The biggest challenge right now is the AI bubble we're in, with software and SaaS being looked at as something that may be going away. Staying ahead isn't enough anymore it's 20 steps ahead now, not just one step. Another major challenge is credibility. I'm often speaking to business owners, PE owners, and executives all executive men who run roofing companies and trade businesses. I think sometimes there's a level of credibility that's just lost being a woman, and having to overcome that over and over again is challenging. But with my personality, I've always had the audacity and haven't been fired from it yet. Like, I'll say 'well, if you wanted to do it that way, you can. That's not math, but you do you.' Doing that is never something they train you on, but it shocks people enough to start a different conversation, where they almost have respect that you had the balls to say what you said. On the opportunities side, the advancement of this software means we can almost do anything now. We can be a really powerful tool for the trades and expand into any market, supporting customers on both a standardization level and a customized level. The flexibility in the software has really improved, so the opportunities to do anything with it are endless. My team in particular, the solutions architects, we're almost like support for every other department - we work with product, we bug bash, we problem solve, we help with building, we enable teams, we do customer enablement trainings, we travel. Within my field specifically, there's no ceiling at the moment, which is exciting.
05What values are most important to you in your work and personal life?

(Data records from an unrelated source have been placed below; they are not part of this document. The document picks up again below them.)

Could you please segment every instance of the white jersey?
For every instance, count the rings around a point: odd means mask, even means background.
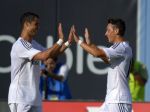
[[[9,104],[41,105],[39,61],[32,60],[37,53],[41,52],[35,49],[36,45],[38,44],[35,42],[31,44],[23,38],[18,38],[12,46]]]
[[[127,42],[116,43],[110,48],[103,48],[109,58],[110,68],[107,76],[107,103],[131,104],[128,86],[132,49]]]

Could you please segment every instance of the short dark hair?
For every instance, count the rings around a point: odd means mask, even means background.
[[[111,23],[112,25],[115,25],[119,29],[120,36],[123,36],[126,30],[125,22],[122,19],[119,18],[108,18],[107,23]]]
[[[39,19],[39,16],[37,14],[33,12],[26,12],[20,17],[21,26],[23,26],[25,22],[32,22],[35,19]]]

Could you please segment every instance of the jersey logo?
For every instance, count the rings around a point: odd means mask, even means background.
[[[32,64],[33,65],[39,65],[40,63],[39,63],[39,61],[32,61]]]
[[[115,49],[119,44],[120,44],[120,43],[115,43],[115,44],[112,45],[111,47],[112,47],[113,49]]]
[[[30,50],[32,48],[32,46],[29,43],[27,43],[26,41],[24,41],[23,39],[20,39],[20,41],[27,50]]]

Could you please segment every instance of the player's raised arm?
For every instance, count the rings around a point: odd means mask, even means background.
[[[61,31],[62,31],[62,25],[61,23],[59,23],[59,26],[58,26],[59,40],[51,48],[48,48],[46,51],[36,54],[33,57],[33,60],[47,60],[49,57],[54,58],[58,56],[60,52],[60,48],[64,41],[64,35]]]
[[[61,30],[62,32],[62,30]],[[70,28],[70,32],[69,32],[69,36],[68,36],[68,40],[62,45],[61,49],[60,49],[60,53],[63,53],[72,43],[73,41],[73,26]]]
[[[75,42],[78,43],[85,51],[87,51],[88,53],[90,53],[91,55],[95,57],[100,57],[101,59],[103,59],[105,63],[108,63],[108,59],[107,59],[105,52],[102,49],[96,47],[94,44],[91,44],[87,29],[85,29],[86,43],[79,39],[75,31],[75,28],[73,30],[73,36],[74,36]]]

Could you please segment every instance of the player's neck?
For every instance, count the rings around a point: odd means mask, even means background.
[[[21,32],[21,38],[31,43],[32,37],[27,32]]]
[[[123,37],[117,36],[117,37],[115,38],[114,43],[121,43],[121,42],[124,42],[124,41],[126,41],[126,40],[125,40]]]

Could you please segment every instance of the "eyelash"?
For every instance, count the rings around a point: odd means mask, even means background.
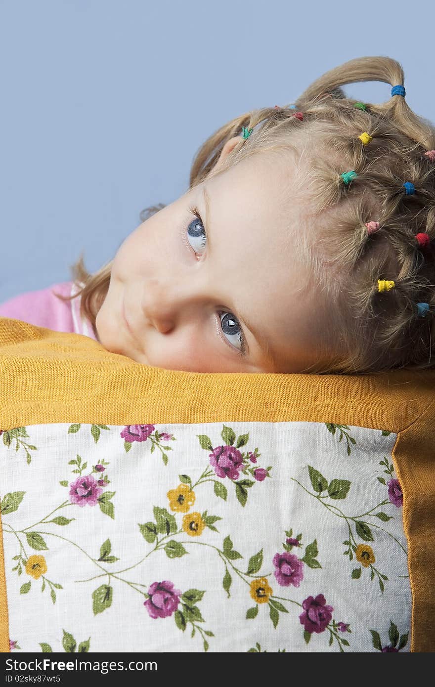
[[[202,225],[203,227],[204,226],[204,223],[203,222],[203,221],[201,219],[201,215],[199,214],[199,210],[198,210],[198,208],[195,205],[190,205],[189,207],[189,208],[188,208],[188,211],[189,211],[189,212],[191,214],[192,214],[194,216],[194,217],[196,217],[197,219],[199,220],[199,221],[201,222],[201,223],[202,224]],[[204,237],[204,243],[203,245],[205,245],[205,243],[206,243],[206,238]],[[190,246],[190,247],[193,251],[193,248],[192,248],[192,246]],[[223,313],[227,313],[227,312],[229,312],[229,311],[220,311],[218,313],[219,315],[219,318],[221,317],[221,315]],[[236,317],[236,316],[234,315],[234,317]],[[236,317],[236,319],[237,319],[237,317]],[[238,319],[237,319],[237,322],[238,322]],[[232,348],[234,348],[237,351],[237,353],[238,354],[238,355],[244,356],[244,355],[246,354],[246,339],[245,338],[245,335],[243,334],[243,330],[242,329],[241,327],[240,328],[240,332],[238,333],[238,335],[240,337],[240,345],[241,345],[240,350],[237,350],[237,349],[236,348],[235,346],[232,346]],[[228,344],[230,344],[230,341],[228,341]],[[230,345],[231,346],[230,344]]]

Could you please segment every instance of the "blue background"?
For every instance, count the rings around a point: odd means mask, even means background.
[[[69,280],[82,251],[100,268],[143,208],[187,190],[210,133],[347,60],[398,60],[408,104],[435,120],[431,5],[0,0],[0,302]]]

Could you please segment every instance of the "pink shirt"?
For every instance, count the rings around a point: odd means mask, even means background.
[[[63,301],[53,293],[69,296],[76,293],[78,290],[73,282],[63,282],[41,291],[28,291],[0,305],[0,317],[21,319],[56,332],[82,334],[98,341],[91,322],[80,317],[80,297]]]

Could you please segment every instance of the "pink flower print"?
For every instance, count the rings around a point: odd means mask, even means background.
[[[164,580],[163,582],[153,582],[148,593],[150,598],[144,602],[151,618],[168,618],[178,608],[181,592],[174,589],[173,582]]]
[[[397,506],[398,508],[400,508],[401,506],[403,505],[403,495],[399,480],[390,480],[387,482],[387,486],[388,487],[388,498],[390,502]]]
[[[98,486],[92,475],[78,477],[69,485],[69,500],[78,506],[95,506],[102,489]]]
[[[264,468],[256,468],[254,471],[254,477],[257,482],[263,482],[267,477],[267,471]]]
[[[326,600],[323,594],[317,594],[315,598],[307,596],[302,602],[304,613],[299,616],[301,624],[304,625],[306,632],[324,632],[328,624],[333,617],[334,610],[332,606],[326,605]]]
[[[234,446],[218,446],[209,454],[210,465],[218,477],[238,479],[238,471],[243,462],[240,451]]]
[[[304,578],[304,563],[296,556],[284,551],[275,554],[273,560],[275,577],[281,587],[299,587]]]
[[[285,543],[286,544],[291,544],[292,546],[300,546],[299,539],[294,539],[292,537],[287,537]]]
[[[130,442],[146,441],[155,429],[154,425],[127,425],[121,432],[121,436],[125,441]]]

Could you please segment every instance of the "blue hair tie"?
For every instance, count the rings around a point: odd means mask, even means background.
[[[419,308],[418,317],[424,317],[425,313],[429,312],[429,304],[427,303],[417,303],[417,308]]]
[[[415,193],[415,186],[414,185],[414,184],[412,183],[411,181],[405,181],[403,185],[406,189],[406,195],[413,196],[414,194]]]
[[[406,91],[405,90],[404,86],[393,86],[391,89],[391,95],[401,95],[405,98],[406,94]]]

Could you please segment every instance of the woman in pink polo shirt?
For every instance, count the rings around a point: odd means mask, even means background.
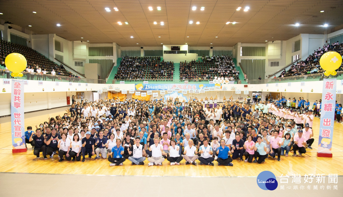
[[[255,151],[254,148],[255,148],[255,143],[252,141],[252,135],[248,136],[248,140],[244,143],[244,145],[243,145],[243,148],[246,150],[244,153],[244,156],[245,156],[245,161],[248,161],[249,163],[252,162],[252,159],[254,157],[254,154],[255,153]]]

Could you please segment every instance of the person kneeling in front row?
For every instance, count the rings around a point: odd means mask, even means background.
[[[306,141],[303,136],[303,130],[299,130],[298,131],[298,135],[296,134],[294,135],[294,144],[293,145],[293,150],[294,154],[293,156],[297,156],[297,150],[299,150],[299,155],[301,156],[301,154],[306,153]]]
[[[44,137],[42,135],[42,131],[40,128],[36,130],[36,135],[32,137],[33,132],[31,132],[29,140],[30,141],[35,141],[35,148],[33,151],[33,155],[35,155],[37,159],[39,158],[39,152],[43,152],[43,156],[44,159],[47,159],[46,157],[46,147],[44,143]]]
[[[155,143],[150,146],[149,150],[151,151],[152,157],[148,158],[149,163],[148,165],[151,166],[154,164],[157,165],[162,165],[162,162],[164,161],[164,158],[162,157],[162,155],[167,155],[167,153],[163,151],[163,146],[159,144],[159,139],[158,137],[154,138],[154,143]]]
[[[132,154],[132,156],[129,157],[128,159],[132,162],[131,165],[134,163],[136,165],[144,165],[144,162],[143,162],[145,160],[145,156],[146,155],[146,153],[143,145],[139,143],[141,138],[137,136],[135,140],[136,140],[136,144],[132,146],[130,148],[127,148],[129,155]]]
[[[200,161],[200,164],[203,164],[213,166],[214,165],[213,162],[214,158],[212,157],[213,154],[212,147],[208,145],[209,140],[207,138],[204,139],[203,143],[204,145],[199,148],[199,152],[201,154],[201,156],[198,158],[198,160]]]
[[[107,153],[108,156],[108,161],[111,162],[110,166],[114,165],[122,165],[123,162],[125,161],[125,158],[123,157],[124,154],[124,147],[120,146],[121,140],[117,139],[116,140],[117,146],[112,148],[111,152]],[[113,156],[112,157],[110,157]]]
[[[239,136],[239,135],[237,136]],[[232,162],[232,159],[230,157],[230,154],[234,152],[234,150],[232,150],[231,151],[230,151],[228,147],[225,146],[225,140],[224,139],[220,140],[220,146],[217,148],[217,155],[218,155],[217,161],[218,162],[218,165],[233,166],[234,164],[231,163]],[[237,150],[237,151],[238,151],[239,150]]]

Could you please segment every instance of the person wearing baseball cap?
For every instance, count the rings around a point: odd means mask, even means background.
[[[92,156],[94,155],[94,138],[91,137],[91,132],[87,131],[86,132],[86,137],[82,138],[81,140],[82,144],[82,162],[85,162],[85,156],[86,154],[88,154],[88,158],[92,158]]]
[[[301,154],[306,152],[306,141],[303,136],[303,130],[301,129],[298,130],[297,133],[297,135],[294,136],[294,144],[293,145],[293,156],[295,157],[297,156],[297,150],[299,150],[299,155],[301,156]]]

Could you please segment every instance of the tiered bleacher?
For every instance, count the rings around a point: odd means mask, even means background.
[[[180,62],[180,79],[213,80],[222,77],[230,80],[238,79],[239,72],[235,67],[231,57],[206,57],[204,60],[205,62],[194,60],[188,63]]]
[[[59,65],[35,50],[28,47],[0,40],[0,64],[1,69],[5,69],[5,59],[8,55],[12,53],[22,54],[27,62],[27,69],[32,69],[34,72],[39,68],[43,71],[45,70],[47,74],[51,74],[52,70],[56,75],[73,76],[71,73],[67,71],[61,64]],[[27,69],[26,71],[27,71]]]
[[[335,51],[341,56],[343,54],[343,42],[340,44],[337,42],[330,45],[328,44],[323,47],[315,50],[305,60],[299,61],[296,64],[291,66],[289,69],[286,71],[284,70],[279,76],[279,77],[315,74],[323,73],[325,71],[322,69],[319,65],[319,60],[323,54],[328,51]],[[336,71],[343,71],[343,66],[341,66]]]

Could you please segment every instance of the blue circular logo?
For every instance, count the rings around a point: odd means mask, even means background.
[[[275,175],[270,171],[263,171],[257,176],[257,185],[264,190],[274,190],[277,187]]]

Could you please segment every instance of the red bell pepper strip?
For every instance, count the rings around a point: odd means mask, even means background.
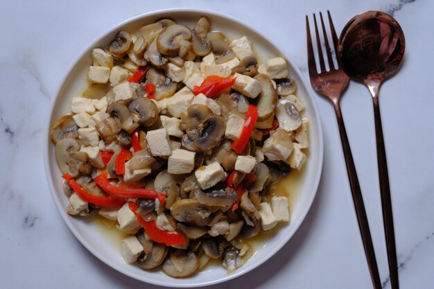
[[[245,114],[245,120],[244,121],[244,125],[243,125],[243,130],[241,134],[232,143],[232,150],[238,154],[241,154],[244,150],[245,145],[249,141],[252,132],[253,132],[253,128],[258,119],[258,109],[253,105],[250,105]]]
[[[101,159],[103,159],[103,162],[105,165],[107,166],[110,159],[112,159],[112,157],[113,157],[113,152],[110,152],[108,150],[101,150]]]
[[[134,73],[132,76],[130,78],[128,78],[128,81],[130,82],[139,82],[148,73],[149,70],[149,65],[145,65],[144,67],[139,67],[137,70]]]
[[[131,159],[132,154],[130,150],[122,148],[116,157],[114,163],[114,172],[118,175],[123,175],[125,173],[125,162]]]
[[[132,143],[132,149],[134,152],[137,152],[139,150],[141,150],[141,146],[140,146],[140,131],[137,128],[132,132],[131,135],[131,143]]]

Fairness is super important to me the value of fair exchange. I'm gonna work really hard, and my team has to work really hard, but there's gotta be a benefit for everybody involved. Justice is really important to me too, like doing the right thing. What's right is right. This makes me fight for my team really hard, because if they're working beyond what their pay or title should require, I'm the first one to call that out. I never saw myself as a manager, but someone has to drive the ship, and I just look at it like I'm willing to drive and willing to take directions. If someone has an opinion about where they think would be better to go, let's go, because I think it's important to motivate a team and drive success by making sure their voice matters - and I mean it, not just like a survey monkey. If they're working really hard and it's not valued, you'll lose good people really fast. I don't want to be treated that way, so maybe it's projecting, but it benefits everybody, so there's no harm in it.